Linked Traces
Associate prompts with production traces to monitor latency, token usage, and cost per prompt version in the Prompt Workbench.
About
Every time your application sends a prompt to a model, Future AGI records it as a trace: the inputs, outputs, latency, tokens used, and cost. On their own, those traces tell you how your application is performing. Linked traces connect each trace back to the specific prompt and version that produced it.
Once linked, the Prompt Workbench shows aggregated metrics per prompt version alongside the prompt itself. Instead of searching through individual traces, you see a consolidated view: how many times a prompt was called, its typical latency and cost, and how those metrics shift as you iterate.
When to use
- Validating a prompt change in production: Compare latency and cost between versions on real traffic, not just test runs.
- Diagnosing a cost spike: Metrics per prompt version show exactly which prompt or version is driving spend.
- Comparing active versions: See real-world performance across prompt versions side by side to decide which to keep.
- Auditing prompt usage: Trace count shows which prompts are actively being called and which are stale or abandoned.

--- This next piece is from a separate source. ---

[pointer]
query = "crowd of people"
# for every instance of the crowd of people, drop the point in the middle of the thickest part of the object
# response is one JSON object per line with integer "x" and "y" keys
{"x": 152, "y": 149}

Linked Traces vs Raw Traces
| Raw traces | Linked traces | |
|---|---|---|
| What you see | Application-level metrics | Metrics per prompt and version |
| Attribution | Anonymous API calls | Tied to a specific template and version |
| Where to view | Observe / tracing dashboard | Prompt Workbench Metrics tab |
| Setup required | SDK instrumentation | SDK instrumentation + template reference in request |
How to
To link prompts to traces, you need to associate the prompt used in a generation with the corresponding trace. The process is described in the observability and manual tracing docs: Log prompt templates. Once your application sends traces that include the prompt template (or template ID), Future AGI links those traces to the prompt in the Prompt Workbench.
Metrics and Analytics
After linking, open your prompt in the dashboard and go to the Metrics tab.
| Metric | What it tells you |
|---|---|
| Median Latency | Typical time for the model to produce a response. Lower is better for responsiveness; use it to spot slow prompts or model changes. |
| Median Input Tokens | Typical size of the prompt sent to the model. Helps you see verbosity and compare input length across versions. |
| Median Output Tokens | Typical length of the model’s reply. Useful for cost and length control; compare after changing instructions or max tokens. |
| Median Costs | Typical cost per generation for this prompt. Use it to compare cost across prompt versions or models. |
| Traces Count | How many times this prompt was used in the selected period. Shows which prompts are active and where to focus optimization. |
| First and Last Generation | When the prompt was first and last used. Confirms the time range of the data you’re viewing. |
Compare the same metric across prompt versions or time ranges to see if a change improved latency, cost, or token usage.